Co-inventor of barcode dies aged 94

US engineer George J. Laurer, who co-invented the barcode and helped to transform the retail world in the 1970s, has died at age 94

US engineer George J. Laurer, who co-invented the barcode and helped to transform the retail world in the 1970s, has died at age 94.

The former IBM employee's funeral was held Monday in his hometown of Wendell, North Carolina, according to a family obituary. He died at home last week.

Laurer is recognized as the co-inventor of the Universal Product Code (UPC), or barcode, which can be found on millions of products, services and other items for identification.

The marking -- made up of black bars of varying thickness and a 12-digit number -- can be scanned, quickly identifying the product and its price.

In 1969, Laurer rose to become senior IBM engineer and scientist in Raleigh, the capital of North Carolina, according to a tribute posted on the company's website.

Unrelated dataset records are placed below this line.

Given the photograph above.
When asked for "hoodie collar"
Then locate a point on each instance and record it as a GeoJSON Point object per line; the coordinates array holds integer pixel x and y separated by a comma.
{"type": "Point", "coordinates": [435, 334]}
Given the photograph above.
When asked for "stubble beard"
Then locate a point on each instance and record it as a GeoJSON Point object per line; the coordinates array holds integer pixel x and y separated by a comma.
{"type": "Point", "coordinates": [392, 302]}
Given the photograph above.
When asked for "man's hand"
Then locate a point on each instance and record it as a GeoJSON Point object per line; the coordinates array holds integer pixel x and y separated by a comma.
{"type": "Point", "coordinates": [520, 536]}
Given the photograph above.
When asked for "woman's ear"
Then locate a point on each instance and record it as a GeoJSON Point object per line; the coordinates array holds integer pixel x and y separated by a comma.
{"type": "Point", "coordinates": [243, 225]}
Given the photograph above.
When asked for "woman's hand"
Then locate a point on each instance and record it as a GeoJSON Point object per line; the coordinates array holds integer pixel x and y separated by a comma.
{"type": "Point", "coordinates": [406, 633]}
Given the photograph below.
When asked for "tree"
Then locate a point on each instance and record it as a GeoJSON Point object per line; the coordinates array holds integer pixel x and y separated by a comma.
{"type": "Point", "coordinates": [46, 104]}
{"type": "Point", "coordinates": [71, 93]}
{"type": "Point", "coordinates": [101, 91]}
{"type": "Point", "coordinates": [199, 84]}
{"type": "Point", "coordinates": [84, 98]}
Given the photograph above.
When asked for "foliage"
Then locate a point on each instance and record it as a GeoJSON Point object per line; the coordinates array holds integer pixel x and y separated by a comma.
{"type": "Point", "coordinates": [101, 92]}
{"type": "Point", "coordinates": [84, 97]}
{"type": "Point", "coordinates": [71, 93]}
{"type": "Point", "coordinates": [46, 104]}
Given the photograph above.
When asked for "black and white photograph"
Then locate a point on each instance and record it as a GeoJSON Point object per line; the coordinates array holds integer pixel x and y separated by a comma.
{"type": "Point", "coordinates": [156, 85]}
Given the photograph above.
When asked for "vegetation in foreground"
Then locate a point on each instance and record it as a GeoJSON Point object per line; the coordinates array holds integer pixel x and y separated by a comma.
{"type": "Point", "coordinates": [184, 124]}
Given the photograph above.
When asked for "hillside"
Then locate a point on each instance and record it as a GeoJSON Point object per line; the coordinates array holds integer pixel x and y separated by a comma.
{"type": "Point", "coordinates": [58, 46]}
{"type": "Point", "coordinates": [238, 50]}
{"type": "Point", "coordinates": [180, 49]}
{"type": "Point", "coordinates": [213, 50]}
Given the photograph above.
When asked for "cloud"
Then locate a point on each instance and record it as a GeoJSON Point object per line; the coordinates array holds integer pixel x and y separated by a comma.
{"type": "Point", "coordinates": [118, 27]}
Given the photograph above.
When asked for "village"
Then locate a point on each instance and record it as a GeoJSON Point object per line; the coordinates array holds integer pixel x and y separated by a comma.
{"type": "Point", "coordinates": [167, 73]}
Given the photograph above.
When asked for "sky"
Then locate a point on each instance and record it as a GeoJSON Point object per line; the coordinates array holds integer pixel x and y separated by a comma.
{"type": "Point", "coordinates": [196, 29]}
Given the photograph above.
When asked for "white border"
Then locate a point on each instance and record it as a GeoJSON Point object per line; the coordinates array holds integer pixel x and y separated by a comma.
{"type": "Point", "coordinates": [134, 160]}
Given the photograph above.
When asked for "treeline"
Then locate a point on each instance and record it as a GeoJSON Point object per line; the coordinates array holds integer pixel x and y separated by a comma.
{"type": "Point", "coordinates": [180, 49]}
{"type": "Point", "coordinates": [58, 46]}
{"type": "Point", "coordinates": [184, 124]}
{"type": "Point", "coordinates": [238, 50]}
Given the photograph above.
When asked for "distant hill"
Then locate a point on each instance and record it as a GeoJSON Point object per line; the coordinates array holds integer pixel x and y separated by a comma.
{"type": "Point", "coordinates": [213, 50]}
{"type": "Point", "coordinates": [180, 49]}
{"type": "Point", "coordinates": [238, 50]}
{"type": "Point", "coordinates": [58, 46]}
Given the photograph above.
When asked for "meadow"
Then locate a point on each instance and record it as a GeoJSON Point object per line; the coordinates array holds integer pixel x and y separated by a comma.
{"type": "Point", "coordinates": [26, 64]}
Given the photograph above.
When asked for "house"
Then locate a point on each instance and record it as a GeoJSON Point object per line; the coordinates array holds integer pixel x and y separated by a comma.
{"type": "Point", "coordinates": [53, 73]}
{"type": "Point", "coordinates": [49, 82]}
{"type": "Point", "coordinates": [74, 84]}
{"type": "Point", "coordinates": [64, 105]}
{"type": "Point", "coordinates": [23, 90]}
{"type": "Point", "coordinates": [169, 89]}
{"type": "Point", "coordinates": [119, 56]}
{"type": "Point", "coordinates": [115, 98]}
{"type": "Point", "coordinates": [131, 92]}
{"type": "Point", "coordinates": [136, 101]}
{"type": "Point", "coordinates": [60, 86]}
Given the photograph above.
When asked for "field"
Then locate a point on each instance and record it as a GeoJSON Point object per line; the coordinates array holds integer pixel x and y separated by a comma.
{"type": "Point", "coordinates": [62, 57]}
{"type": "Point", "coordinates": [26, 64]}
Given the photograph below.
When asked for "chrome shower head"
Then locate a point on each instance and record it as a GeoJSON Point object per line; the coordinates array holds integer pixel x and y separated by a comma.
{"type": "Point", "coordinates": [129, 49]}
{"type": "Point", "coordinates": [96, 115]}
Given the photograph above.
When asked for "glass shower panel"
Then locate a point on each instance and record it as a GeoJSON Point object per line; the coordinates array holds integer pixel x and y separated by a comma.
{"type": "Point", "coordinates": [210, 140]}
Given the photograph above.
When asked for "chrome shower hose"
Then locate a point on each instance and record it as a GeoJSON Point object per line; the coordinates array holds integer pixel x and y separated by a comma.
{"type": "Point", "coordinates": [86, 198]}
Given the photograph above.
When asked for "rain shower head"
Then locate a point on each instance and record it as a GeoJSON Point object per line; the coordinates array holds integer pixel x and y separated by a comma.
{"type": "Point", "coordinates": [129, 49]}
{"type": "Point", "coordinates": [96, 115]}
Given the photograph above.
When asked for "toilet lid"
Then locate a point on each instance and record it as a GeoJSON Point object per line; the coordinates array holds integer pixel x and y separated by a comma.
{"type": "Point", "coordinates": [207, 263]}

"Only a few years later, in 1973, Laurer went on to spearhead the development of the now-ubiquitous Universal Product Code (UPC) symbol that revolutionized virtually every industry in the world," it said.

Fellow IBM employee Norman Woodland, who died in 2012, is considered the pioneer of the barcode idea, which he initially based on Morse code.

Woodland patented the concept in 1952 but was unable to develop it -- years before low-cost laser and computing technology.

Two decades later, Laurer developed a scanner that could read codes digitally. He also used stripes rather than circles that had proved impractical to print.

IBM launched the product in 1973, and the first barcode transaction took place on June 26 of the following year, in a supermarket in the city of Troy, Ohio.

The first product scanned was a pack of Wrigley's Juicy Fruit chewing gum, which is now on display at the Smithsonian National Museum of American History in Washington.